In a letter following the most recent visit, which was copied to DfE, Ofsted inspector Linda Steele noted: “At the time of this monitoring visit, assistant team managers had, been allocated 99 children’s cases.
“A further 93 children in the referral, assessment and intervention service, who required a statutory assessment or social work service, did not have an allocated social worker.
“The majority of these children had been waiting for up to five days, but a small minority had been waiting for as long as 20 days without purposeful statutory involvement to assess and meet their needs. Senior managers took immediate action to review each case and identified that some of these children’s cases were mistakenly open due to recording errors.
“Child protection enquiries are generally thorough and timely. The majority of strategy discussions include only the police and social care. The records of the discussions vary in quality, and include limited initial information from other agencies.
“The timeliness of child protection conferences is poor, with a decline in July 2016 to 53 per cent being held within 15 working days of the strategy discussion. This means some children are experiencing delay between risks being identified and multi-agency consideration of plans to protect them.

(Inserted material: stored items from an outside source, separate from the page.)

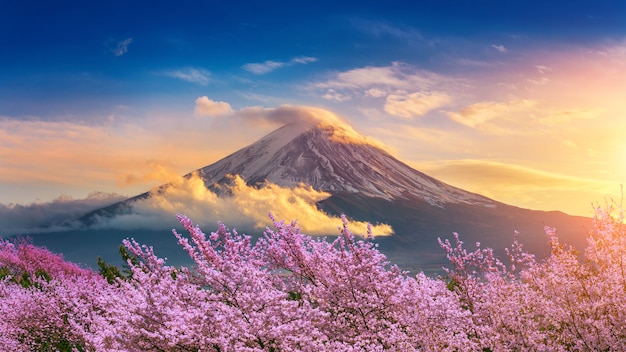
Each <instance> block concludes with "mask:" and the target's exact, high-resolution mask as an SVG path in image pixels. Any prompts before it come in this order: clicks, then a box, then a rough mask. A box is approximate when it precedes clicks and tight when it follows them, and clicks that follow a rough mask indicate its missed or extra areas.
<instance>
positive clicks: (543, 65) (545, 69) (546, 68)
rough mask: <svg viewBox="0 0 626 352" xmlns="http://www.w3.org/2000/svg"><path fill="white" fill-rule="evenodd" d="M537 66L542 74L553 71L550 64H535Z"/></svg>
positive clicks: (538, 69)
mask: <svg viewBox="0 0 626 352" xmlns="http://www.w3.org/2000/svg"><path fill="white" fill-rule="evenodd" d="M535 68H536V69H537V71H539V73H541V74H544V73H546V72H549V71H552V67H548V66H544V65H537V66H535Z"/></svg>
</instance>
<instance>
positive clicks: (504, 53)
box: [491, 44, 509, 54]
mask: <svg viewBox="0 0 626 352" xmlns="http://www.w3.org/2000/svg"><path fill="white" fill-rule="evenodd" d="M491 47H492V48H494V49H496V50H498V51H499V52H501V53H503V54H506V53H508V52H509V49H507V48H505V47H504V45H496V44H493V45H492V46H491Z"/></svg>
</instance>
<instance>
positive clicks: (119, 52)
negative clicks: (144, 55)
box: [111, 38, 133, 56]
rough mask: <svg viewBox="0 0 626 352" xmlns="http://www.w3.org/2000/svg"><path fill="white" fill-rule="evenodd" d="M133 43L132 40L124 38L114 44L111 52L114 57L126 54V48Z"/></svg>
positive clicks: (121, 55) (127, 38) (127, 47)
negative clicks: (121, 40)
mask: <svg viewBox="0 0 626 352" xmlns="http://www.w3.org/2000/svg"><path fill="white" fill-rule="evenodd" d="M132 42H133V38H126V39H124V40H122V41H119V42H117V43H116V46H115V48H113V49H111V52H112V53H113V55H115V56H122V55H124V54H126V53H127V52H128V46H129V45H130V43H132Z"/></svg>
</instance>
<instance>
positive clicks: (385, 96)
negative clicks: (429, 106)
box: [309, 62, 454, 117]
mask: <svg viewBox="0 0 626 352" xmlns="http://www.w3.org/2000/svg"><path fill="white" fill-rule="evenodd" d="M453 82H454V80H453V79H450V78H448V77H444V76H441V75H438V74H435V73H432V72H428V71H423V70H418V69H416V68H414V67H412V66H409V65H406V64H403V63H400V62H394V63H392V64H391V65H389V66H366V67H362V68H355V69H352V70H348V71H344V72H339V73H335V74H333V75H332V77H331V78H330V79H328V80H326V81H323V82H316V83H312V84H310V86H309V88H311V89H314V90H322V91H323V92H324V93H323V94H322V95H321V97H322V98H324V99H327V100H331V101H335V102H345V101H348V100H352V99H355V100H356V99H380V98H387V99H386V105H385V107H384V108H385V109H387V108H389V109H390V110H391V111H392V112H395V111H398V113H399V114H401V116H402V117H406V116H407V114H412V113H409V112H408V111H402V112H400V111H401V110H407V109H409V102H406V103H405V104H403V103H404V102H405V101H406V100H411V99H412V100H417V96H409V95H407V93H406V92H407V91H413V92H416V91H419V92H422V94H424V95H432V96H433V97H435V96H438V97H439V98H440V99H442V94H441V93H438V92H437V91H442V90H446V89H448V88H449V87H451V86H453V84H452V83H453ZM429 91H432V92H430V93H429ZM416 94H419V93H416ZM414 103H415V105H417V104H418V103H419V102H417V101H414ZM422 103H424V104H426V102H425V101H424V100H422ZM434 103H435V102H434V101H431V102H430V103H429V104H434ZM439 103H442V101H441V100H440V101H439ZM402 105H404V107H402ZM398 116H399V115H398Z"/></svg>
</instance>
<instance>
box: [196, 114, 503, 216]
mask: <svg viewBox="0 0 626 352" xmlns="http://www.w3.org/2000/svg"><path fill="white" fill-rule="evenodd" d="M347 132H348V131H345V130H343V128H342V127H340V126H332V125H324V124H318V125H313V126H309V125H301V124H291V125H286V126H284V127H282V128H280V129H278V130H276V131H274V132H272V133H270V134H269V135H267V136H265V137H263V138H262V139H261V140H259V141H257V142H256V143H254V144H252V145H250V146H248V147H245V148H243V149H241V150H239V151H237V152H235V153H233V154H231V155H229V156H227V157H226V158H224V159H222V160H220V161H218V162H216V163H214V164H212V165H209V166H206V167H204V168H201V169H199V170H198V174H199V175H200V176H201V177H202V178H203V179H204V180H205V183H206V185H207V186H211V185H212V184H214V183H222V182H225V181H226V176H227V175H229V174H233V175H234V174H238V175H240V176H241V177H243V179H244V180H246V182H247V183H248V184H259V183H263V182H265V181H269V182H272V183H275V184H278V185H280V186H286V187H290V186H295V185H297V184H299V183H304V184H306V185H310V186H312V187H313V188H314V189H316V190H319V191H326V192H330V193H331V194H332V193H337V192H347V193H354V194H359V195H361V196H363V197H372V198H380V199H385V200H389V201H391V200H399V199H413V198H418V199H422V200H424V201H426V202H427V203H429V204H431V205H434V206H438V207H443V206H444V205H445V204H446V203H465V204H472V205H479V206H486V207H494V206H496V205H497V202H495V201H493V200H490V199H488V198H486V197H483V196H480V195H477V194H474V193H470V192H467V191H464V190H462V189H459V188H456V187H452V186H450V185H447V184H445V183H443V182H441V181H438V180H436V179H434V178H432V177H430V176H427V175H425V174H423V173H421V172H419V171H417V170H415V169H413V168H411V167H409V166H408V165H406V164H404V163H402V162H401V161H399V160H397V159H396V158H394V157H393V156H391V155H390V154H388V153H387V152H385V151H384V150H383V149H381V148H379V147H377V146H375V145H374V144H371V143H367V142H366V141H364V140H361V139H355V138H352V139H350V138H347V136H348V135H349V134H348V133H347ZM351 134H352V133H351Z"/></svg>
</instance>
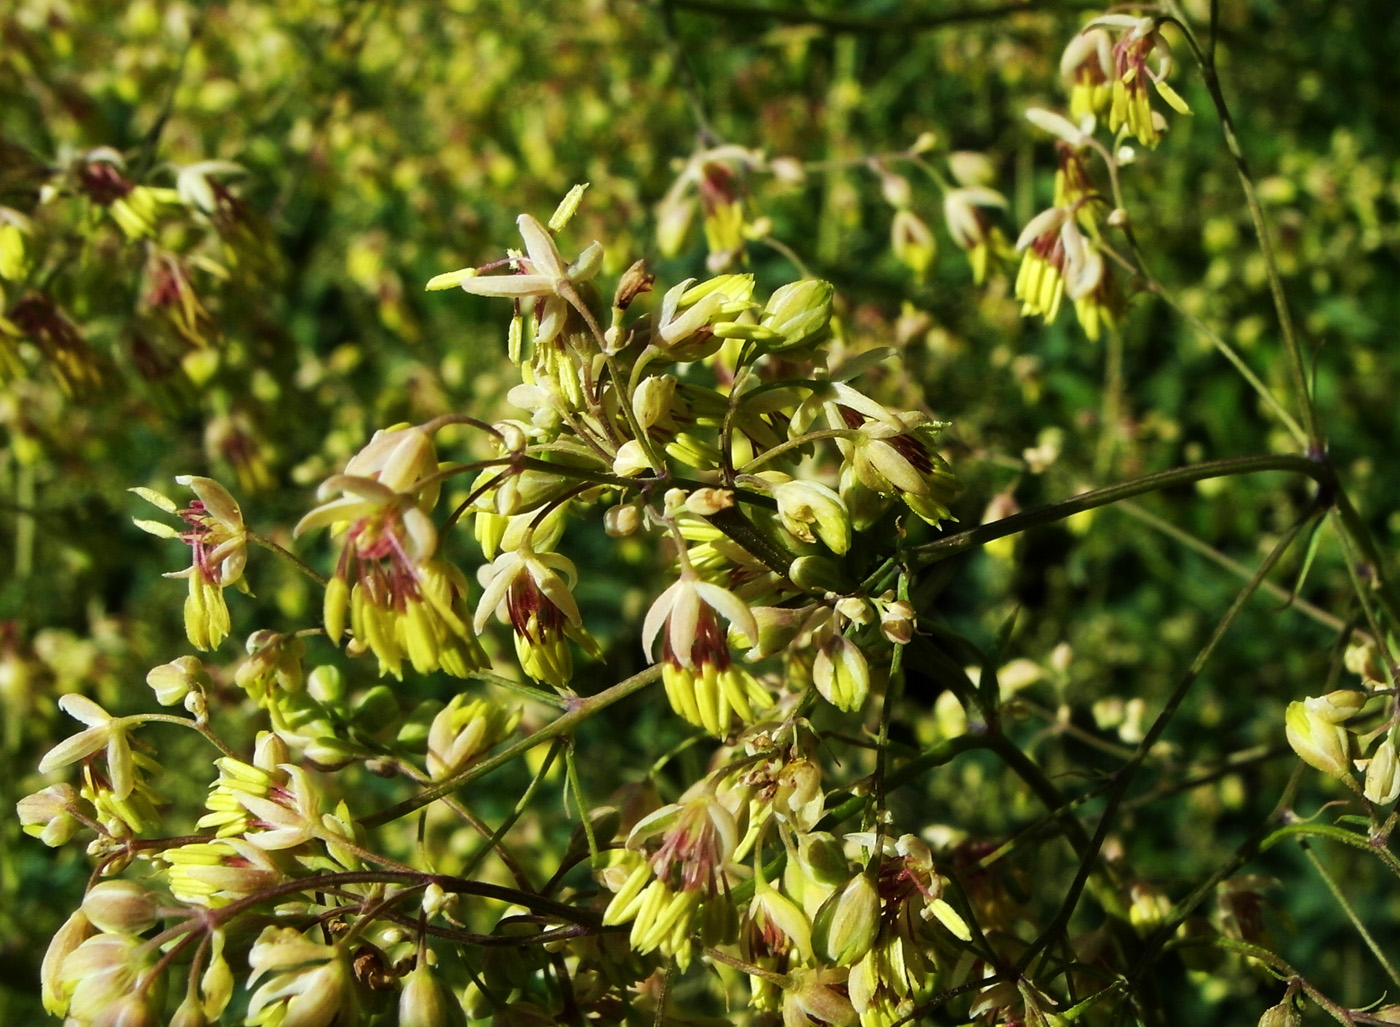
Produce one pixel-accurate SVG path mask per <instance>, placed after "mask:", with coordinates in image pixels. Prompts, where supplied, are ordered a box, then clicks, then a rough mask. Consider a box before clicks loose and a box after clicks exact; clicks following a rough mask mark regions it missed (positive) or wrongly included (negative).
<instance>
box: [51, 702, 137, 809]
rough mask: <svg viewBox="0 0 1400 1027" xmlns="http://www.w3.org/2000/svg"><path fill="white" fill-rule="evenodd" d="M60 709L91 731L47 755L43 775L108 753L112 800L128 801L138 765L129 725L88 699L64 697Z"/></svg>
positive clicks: (84, 731)
mask: <svg viewBox="0 0 1400 1027" xmlns="http://www.w3.org/2000/svg"><path fill="white" fill-rule="evenodd" d="M59 709H62V711H63V712H64V714H67V715H69V716H71V718H74V719H76V721H78V722H81V723H85V725H87V730H80V732H78V733H77V735H73V736H70V737H67V739H64V740H63V742H60V743H59V744H56V746H55V747H53V749H50V750H49V751H48V753H45V756H43V758H42V760H41V761H39V772H41V774H48V772H50V771H56V770H57V768H59V767H67V765H69V764H73V763H77V761H78V760H85V758H87V757H90V756H92V754H94V753H95V751H98V750H99V749H105V750H106V771H108V775H109V778H111V789H109V791H111V793H112V798H113V799H115V800H118V802H120V800H123V799H126V798H127V796H129V795H130V793H132V789H133V788H134V786H136V763H134V760H133V757H132V743H130V740H129V739H127V736H126V733H127V728H126V722H125V721H123V719H122V718H116V716H112V715H111V714H109V712H106V711H105V709H102V707H99V705H98V704H97V702H94V701H92V700H90V698H87V697H85V695H77V694H69V695H64V697H63V698H60V700H59Z"/></svg>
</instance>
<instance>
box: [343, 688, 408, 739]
mask: <svg viewBox="0 0 1400 1027" xmlns="http://www.w3.org/2000/svg"><path fill="white" fill-rule="evenodd" d="M399 716H400V711H399V701H398V700H396V698H395V697H393V690H392V688H389V687H388V686H385V684H377V686H375V687H372V688H370V691H367V693H364V694H363V695H360V697H358V698H357V700H356V701H354V705H353V707H351V711H350V719H351V721H353V722H354V723H356V725H357V726H360V728H365V729H368V730H370V732H378V730H379V729H382V728H386V726H389V725H393V723H396V722H398V719H399Z"/></svg>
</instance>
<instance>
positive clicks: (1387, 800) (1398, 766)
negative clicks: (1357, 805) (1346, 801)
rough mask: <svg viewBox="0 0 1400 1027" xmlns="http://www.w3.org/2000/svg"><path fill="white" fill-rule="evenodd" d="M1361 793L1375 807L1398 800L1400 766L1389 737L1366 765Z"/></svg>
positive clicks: (1398, 793)
mask: <svg viewBox="0 0 1400 1027" xmlns="http://www.w3.org/2000/svg"><path fill="white" fill-rule="evenodd" d="M1362 793H1364V795H1365V796H1366V798H1368V799H1371V802H1373V803H1376V806H1389V805H1390V803H1393V802H1394V800H1396V799H1400V764H1397V761H1396V746H1394V742H1392V740H1390V739H1389V737H1387V739H1386V740H1385V742H1382V743H1380V746H1379V747H1378V749H1376V751H1375V756H1372V757H1371V761H1369V763H1368V764H1366V781H1365V785H1364V788H1362Z"/></svg>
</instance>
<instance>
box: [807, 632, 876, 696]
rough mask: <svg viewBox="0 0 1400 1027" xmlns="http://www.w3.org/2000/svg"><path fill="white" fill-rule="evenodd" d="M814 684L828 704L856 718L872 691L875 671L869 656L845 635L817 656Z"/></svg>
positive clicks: (815, 660) (840, 637) (821, 650)
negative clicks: (859, 709)
mask: <svg viewBox="0 0 1400 1027" xmlns="http://www.w3.org/2000/svg"><path fill="white" fill-rule="evenodd" d="M812 683H813V684H815V686H816V690H818V691H819V693H820V694H822V698H825V700H826V701H827V702H830V704H832V705H833V707H836V708H837V709H840V711H843V712H847V714H853V712H855V711H857V709H860V708H861V707H864V705H865V698H867V695H869V690H871V669H869V665H868V663H867V662H865V653H862V652H861V649H860V646H858V645H855V642H853V641H851V639H848V638H846V637H844V635H836V637H834V638H832V639H830V641H829V642H826V644H825V645H823V646H822V648H820V649H818V652H816V659H815V660H813V662H812Z"/></svg>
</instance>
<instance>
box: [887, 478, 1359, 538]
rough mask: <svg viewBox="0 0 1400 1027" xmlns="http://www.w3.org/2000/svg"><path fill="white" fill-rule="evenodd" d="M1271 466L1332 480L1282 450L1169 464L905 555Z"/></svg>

“The quality and effectiveness of core group records require further improvement to ensure that timely action is taken to prevent drift and delay.”
Nationally, referrals to children’s social care have increased by 15 per cent over the past 10 years from 552,000 in 2004/5, to 635,600 in 2014/15.
Last month, the spending watchdog National Audit Office (NAO) said help for at-risk children across the country was “unsatisfactory and inconsistent” and urged DfE to “show a sense of urgency and determination” in delivering change by a promised target date of 2020.
NAO head Sir Amyas Morse said: “Six years have passed since the department recognised that children’s services were not good enough.
“It is extremely disappointing that, after all its efforts, far too many children’s services are still not good enough.”
Responding, a DfE spokeswoman said: “Keeping children safe from harm is an absolute priority for this government. We are taking tough action to drive up standards in children’s services across the country, stepping in when councils aren’t doing well enough and linking them up with better performing local authorities to share best practice.”
Commenting on the report, public accounts committee chairwoman Meg Hillier said: “Children in need depend on child protection services to get it right for them where other adults in their lives have failed.
“It is horrifying that over three-quarters of local authorities’ child protection services are inadequate or require improvement to be good.
“The DfE needs to take radical action to meet their aim for all vulnerable children to receive high quality care by 2020.”
Responding to Ofsted’s verdict following its latest visit, a Surrey County Council spokesman said: “Protecting vulnerable children is our absolute priority and we’re pleased Ofsted has recognised the improvements we have made and that progress is gaining momentum.
“A great deal has changed since Ofsted’s initial inspection including our strengthened leadership team, the support we provide to social workers and our work with other organisations but we know there are areas of our work where improvement is still needed and we are all focused on making that happen.”